Microsoft: Ukraine hit with new FoxBlade malware hours before invasion

by chebbi abir

Microsoft said that Ukrainian networks were targeted with newly found malware several hours before Russia’s invasion of Ukraine on February 24th.

Researchers with the Microsoft Threat Intelligence Center (MSTIC) observed destructive attacks targeting Ukraine and spotted a new malware strain they dubbed FoxBlade.

“Several hours before the launch of missiles or movement of tanks on February 24, Microsoft’s Threat Intelligence Center (MSTIC) detected a new round of offensive and destructive cyberattacks directed against Ukraine’s digital infrastructure,” Microsoft President and Vice-Chair Brad Smith said.

“We immediately advised the Ukrainian government about the situation, including our identification of the use of a new malware package (which we denominated FoxBlade), and provided technical advice on steps to prevent the malware’s success.”

Smith also said that the company updated its Defender security platform with new signatures to block the FoxBlade malware within three hours of discovering the malicious tool deployed in the wild.

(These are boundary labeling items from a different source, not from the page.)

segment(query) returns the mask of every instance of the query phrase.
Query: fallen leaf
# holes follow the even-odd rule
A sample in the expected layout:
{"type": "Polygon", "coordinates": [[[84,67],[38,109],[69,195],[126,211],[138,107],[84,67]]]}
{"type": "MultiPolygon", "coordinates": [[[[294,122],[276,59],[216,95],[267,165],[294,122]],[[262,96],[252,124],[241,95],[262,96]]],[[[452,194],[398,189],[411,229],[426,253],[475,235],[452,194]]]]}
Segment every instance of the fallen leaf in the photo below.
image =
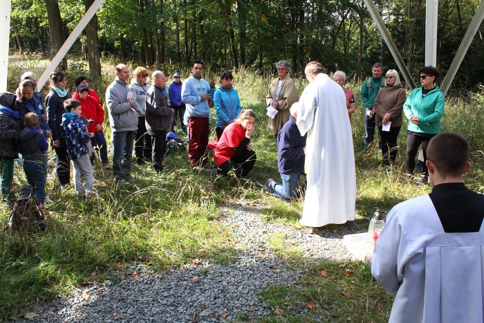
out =
{"type": "Polygon", "coordinates": [[[26,318],[27,320],[33,320],[37,316],[39,315],[35,312],[28,312],[24,314],[24,317],[26,318]]]}
{"type": "Polygon", "coordinates": [[[202,279],[200,279],[200,276],[195,276],[194,277],[193,277],[193,278],[192,279],[192,281],[194,283],[199,283],[199,282],[201,282],[202,281],[202,279]]]}
{"type": "Polygon", "coordinates": [[[304,305],[304,307],[306,307],[308,310],[310,310],[310,309],[315,308],[316,307],[316,305],[311,304],[311,303],[306,303],[306,304],[304,305]]]}

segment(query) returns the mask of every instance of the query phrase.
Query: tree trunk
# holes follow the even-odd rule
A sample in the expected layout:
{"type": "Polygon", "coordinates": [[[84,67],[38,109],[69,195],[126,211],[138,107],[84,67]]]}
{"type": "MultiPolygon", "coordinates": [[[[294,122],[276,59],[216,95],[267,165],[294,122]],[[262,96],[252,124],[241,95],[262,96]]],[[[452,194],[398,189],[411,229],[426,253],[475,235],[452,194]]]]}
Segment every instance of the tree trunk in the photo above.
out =
{"type": "MultiPolygon", "coordinates": [[[[86,12],[94,3],[94,0],[86,0],[86,12]]],[[[94,15],[86,26],[87,39],[87,57],[89,62],[89,77],[91,87],[97,88],[101,80],[101,54],[99,51],[99,37],[97,36],[97,15],[94,15]]]]}
{"type": "MultiPolygon", "coordinates": [[[[50,34],[50,59],[53,59],[62,46],[65,40],[64,36],[64,26],[59,10],[59,3],[57,0],[44,0],[46,3],[46,10],[47,10],[47,19],[48,21],[48,28],[50,34]]],[[[56,66],[57,67],[57,66],[56,66]]],[[[66,57],[62,59],[58,66],[58,69],[65,71],[67,70],[67,59],[66,57]]]]}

Microsoft describes the malware in a Security Intelligence advisory published on February 23rd as a trojan that can use computers “for distributed denial-of-service (DDoS) attacks” without the owners’ knowledge.

These recently spotted and still active cyberattacks “have been precisely targeted,” Smith also revealed.

This contrasts to the indiscriminate malware assaults that impacted Ukraine’s and other countries’ economies during the 2017 NotPetya worldwide attack linked to a Russian GRU Main Intelligence Directorate hacking group known as Sandworm.

Ukrainian networks attacked with destructive malware

The offensive cyberattacks detected by MSTIC researchers right before the Russian invasion followed several other series of malware attacks since the start of 2021.

Earlier this month, newly discovered HermeticWiper malware was used to target Ukraine together with ransomware decoys to wipe data and render devices unbootable.

In January, the country was struck by another series of malware attacks deploying the WhisperGate wiper disguised as a ransomware payload.


Over the weekend, CISA and the FBI warned US organizations that the data wiping attacks against Ukraine could spill over to other countries, urging US orgs to “increase vigilance” and reinforce their defenses.

The same day, Ukraine’s Vice Prime Minister Mykhailo Fedorov also revealed the creation of an “IT army” to help the country “fight on the cyber front.”

Right before the war started, the Ukrainian Security Service (SSU) reported that Ukraine was being targeted by a “massive wave of hybrid warfare.”